I had heard about emailing your doctor, but initially it cost $60 a year, and I just didn’t think I would use it that much.  After a few months, though, the medical group made all online services free, including emails.

The first time I emailed my doctor I was careful to make the message short and to the point.  I was worried that I would “bother” the doctor with my questions.  I thought I probably had a urinary tract infection (UTI) and I told her my symptoms. To my surprise, I received an answer a few hours later with an electronic order to have a urine test.  When I arrived at the lab, they had my information and I waited about five minutes.  By the time I got home several hours later, the results of my test were online, including an email from my doctor that I did indeed have a UTI and she had ordered a prescription that was already at my pharmacy.

By now I was really getting into this online stuff.  I started making appointments online, asking for prescription refills online, checking out my test results and getting information about what the results meant.  All the little annoyances and barriers that keep you from taking care of business regarding your health were being removed, and fast! I had been dragging my feet on my annual mammogram, but after an email consult with my doctor (Do I really have to have one this year? What is the evidence that I need one?), I made my appointment.
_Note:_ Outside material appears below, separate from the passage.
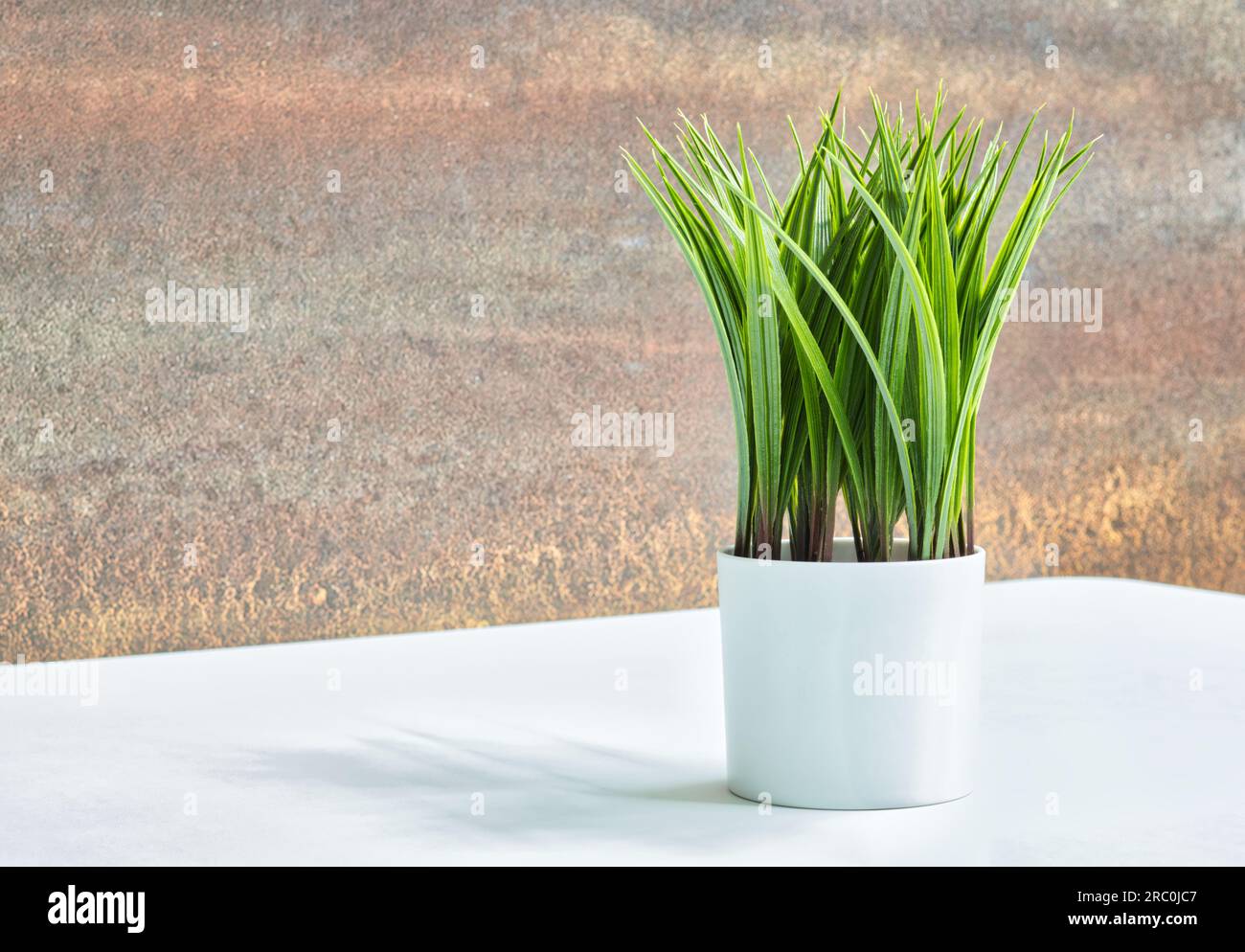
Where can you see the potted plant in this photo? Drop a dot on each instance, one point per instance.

When I go see my doctor, she sits on a stool with a portable computer in front of her, where she can see all my records at a glance.  As I tell her my problems, she enters them in my record, and by the time I leave, I have a printout of any instructions or medications I need to follow.

This is the way medical care should work.  The systems support you, the patient, not just the physicians and the administrators.  When you are not feeling well, you get fast results and pretty immediate attention.  True, you need a computer or access to one, but you can do the same stuff on a smart phone too.  Privacy problems? Not as far as I can tell.  I have my own log-in and password. Could some of my medical information be shared inappropriately? Maybe.  But because I am on Medicare, I can’t have my insurance taken away from me because some insurer finds out I have a pre-existing condition, so I basically don’t care.

I have no idea how many U.S. medical practices provide this type of service to their patients.  If I were you, though, I would certainly ask::  When will I have access to my medical records online? When can I email my doctor? When will this come to my town?